When my grandmother was 64, she had a bra that had at least ten fasteners. I know because I would see it hanging on the clothes line like the freshly washed sail of a small sailboat. She wore dresses with a belt that cinched under her very ample chest, support hose and lace-up black shoes with one inch heels. If she ever thought of herself as one hot tamale, you’d never get a glimmer of that. I can’t quite remember but I don’t even think she worried about keeping her seams straight.

Is that what I should be doing now? Am I supposed to morph into peasant clothes, button my shirt up to my neck, wear sensible pleated pants (no leggings) and shuffle off to Buffalo in my orthopedic shoes? WTF? (New Year’s resolution twice violated)

One of my fondest memories – and there is no accounting for what sticks in one’s mind – is going to a faculty party with my graduate student husband soon after we were married in 1969. I don’t remember what dress I wore but I remember the fishnet stockings and the amazing heels. I can’t imagine what possessed me to wear the fishnets to such an occasion but I did. I also sat on someone’s lap and smoked a cigar. I remember the night as a happy one but I’m betting there was mortification in there for someone. For some reason, I was immune.

I think it was the fishnet stockings that were my firewall. Who can  mess with you if you have the balls to wear fishnet stockings to a faculty party? Seriously.

A few weeks ago during a fairly difficult professional day, a colleague remarked that I looked nice. I don’t get a huge amount of compliments anymore from people who aren’t relatives so it’s nice to get one, especially from a guy who’s a lot younger. It’s part charity and part politics, but who cares?

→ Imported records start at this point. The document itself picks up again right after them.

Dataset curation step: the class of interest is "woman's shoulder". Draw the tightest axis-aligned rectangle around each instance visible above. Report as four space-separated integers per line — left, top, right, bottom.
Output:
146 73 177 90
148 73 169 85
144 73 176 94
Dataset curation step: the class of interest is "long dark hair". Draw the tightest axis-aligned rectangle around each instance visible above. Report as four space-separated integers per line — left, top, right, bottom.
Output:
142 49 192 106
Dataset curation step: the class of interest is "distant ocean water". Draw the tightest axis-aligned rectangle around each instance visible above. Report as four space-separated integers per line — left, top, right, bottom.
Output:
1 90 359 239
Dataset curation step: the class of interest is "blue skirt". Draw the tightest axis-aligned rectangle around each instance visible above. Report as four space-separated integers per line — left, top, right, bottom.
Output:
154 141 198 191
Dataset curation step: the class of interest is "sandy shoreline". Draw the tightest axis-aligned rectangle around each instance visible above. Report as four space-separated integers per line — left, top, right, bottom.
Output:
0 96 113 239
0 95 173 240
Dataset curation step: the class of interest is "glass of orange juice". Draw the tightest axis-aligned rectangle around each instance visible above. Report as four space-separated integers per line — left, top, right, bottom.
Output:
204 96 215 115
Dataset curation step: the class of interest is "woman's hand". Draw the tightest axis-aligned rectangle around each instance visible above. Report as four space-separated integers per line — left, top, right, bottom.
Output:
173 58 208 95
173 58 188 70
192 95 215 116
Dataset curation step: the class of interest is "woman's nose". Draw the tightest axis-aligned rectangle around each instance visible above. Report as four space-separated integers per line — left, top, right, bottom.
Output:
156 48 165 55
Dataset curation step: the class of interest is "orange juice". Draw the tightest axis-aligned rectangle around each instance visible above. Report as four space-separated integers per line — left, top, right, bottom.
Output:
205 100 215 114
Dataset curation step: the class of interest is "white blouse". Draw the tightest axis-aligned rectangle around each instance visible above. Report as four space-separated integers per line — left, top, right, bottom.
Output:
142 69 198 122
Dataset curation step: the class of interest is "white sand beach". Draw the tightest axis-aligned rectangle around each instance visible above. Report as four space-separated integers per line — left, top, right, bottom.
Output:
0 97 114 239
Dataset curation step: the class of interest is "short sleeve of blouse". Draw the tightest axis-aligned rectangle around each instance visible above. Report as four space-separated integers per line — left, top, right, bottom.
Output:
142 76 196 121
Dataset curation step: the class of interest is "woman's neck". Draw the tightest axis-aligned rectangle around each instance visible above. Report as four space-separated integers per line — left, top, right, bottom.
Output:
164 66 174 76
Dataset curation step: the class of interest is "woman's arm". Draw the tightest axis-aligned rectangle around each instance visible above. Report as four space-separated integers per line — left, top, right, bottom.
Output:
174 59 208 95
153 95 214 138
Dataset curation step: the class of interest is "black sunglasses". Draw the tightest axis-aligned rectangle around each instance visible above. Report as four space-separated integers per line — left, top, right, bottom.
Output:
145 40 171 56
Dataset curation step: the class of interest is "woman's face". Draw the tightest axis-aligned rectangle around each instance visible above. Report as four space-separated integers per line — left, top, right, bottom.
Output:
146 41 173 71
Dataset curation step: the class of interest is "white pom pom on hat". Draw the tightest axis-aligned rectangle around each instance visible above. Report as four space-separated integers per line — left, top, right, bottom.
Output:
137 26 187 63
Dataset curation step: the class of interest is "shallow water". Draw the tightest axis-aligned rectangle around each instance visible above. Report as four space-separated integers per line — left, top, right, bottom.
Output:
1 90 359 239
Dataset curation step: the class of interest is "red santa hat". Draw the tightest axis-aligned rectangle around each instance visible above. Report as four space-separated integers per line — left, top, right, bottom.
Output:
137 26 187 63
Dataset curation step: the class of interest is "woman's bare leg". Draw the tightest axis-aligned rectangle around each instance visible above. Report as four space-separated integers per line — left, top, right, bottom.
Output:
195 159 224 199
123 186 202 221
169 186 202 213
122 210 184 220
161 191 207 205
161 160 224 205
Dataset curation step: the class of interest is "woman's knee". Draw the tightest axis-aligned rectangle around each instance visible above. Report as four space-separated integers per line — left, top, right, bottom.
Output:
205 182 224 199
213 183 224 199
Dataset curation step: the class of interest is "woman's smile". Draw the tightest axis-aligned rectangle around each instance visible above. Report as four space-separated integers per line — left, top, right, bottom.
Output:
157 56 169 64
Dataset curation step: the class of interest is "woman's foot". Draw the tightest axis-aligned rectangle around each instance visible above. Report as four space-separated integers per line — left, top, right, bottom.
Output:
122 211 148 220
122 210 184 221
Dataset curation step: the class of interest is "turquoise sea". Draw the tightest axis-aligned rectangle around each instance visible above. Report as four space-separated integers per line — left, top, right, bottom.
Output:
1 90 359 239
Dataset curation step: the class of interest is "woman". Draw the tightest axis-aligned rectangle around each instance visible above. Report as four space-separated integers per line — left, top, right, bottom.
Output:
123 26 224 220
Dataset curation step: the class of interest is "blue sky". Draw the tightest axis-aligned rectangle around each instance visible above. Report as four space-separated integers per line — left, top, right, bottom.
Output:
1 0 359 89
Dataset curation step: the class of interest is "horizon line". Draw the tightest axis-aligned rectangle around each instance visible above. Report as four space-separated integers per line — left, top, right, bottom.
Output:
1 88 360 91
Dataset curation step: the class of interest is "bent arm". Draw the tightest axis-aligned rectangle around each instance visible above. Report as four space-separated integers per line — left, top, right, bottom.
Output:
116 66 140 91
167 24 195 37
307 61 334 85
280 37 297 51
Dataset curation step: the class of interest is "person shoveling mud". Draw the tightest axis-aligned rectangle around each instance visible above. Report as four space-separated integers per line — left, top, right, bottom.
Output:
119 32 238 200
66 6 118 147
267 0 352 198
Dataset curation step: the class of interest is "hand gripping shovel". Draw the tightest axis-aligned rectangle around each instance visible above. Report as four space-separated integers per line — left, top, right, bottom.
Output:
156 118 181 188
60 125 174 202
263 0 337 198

“These are my war clothes,” I told him.

Black skirt, black jacket with black leather, black tights, and black boots.

But no leggings.

I’m no fool. I know what’s age appropriate.

4 Comments on “Leggings ARE Pants, Sweetie Pie

  1. it’s about the hinder. can your hinder be on display on covered by pants or jeans… no one is talking about leggings with a long top. personally, i don’t show the hinder much. i prefer to wear a dress when i teach and pants or jeans. i do like yoga pants for the gym. might get busted for those. but i fought the fight on fat for a long time and i think i know my limits. people who don’t know their limits are the fools, young or old.

  2. I wear leggings…black. Some people have a figure and the style to carry them off, and some…don’t. If Vera Wang can tell Vogue she lives in leggings, I’m fine with it.

  3. I’m a grandma (though I think of myself as a young one 🙂 ) and I have been known to wear leggings on occasion. I don’t think I wore them to the grocery store though. Who knew?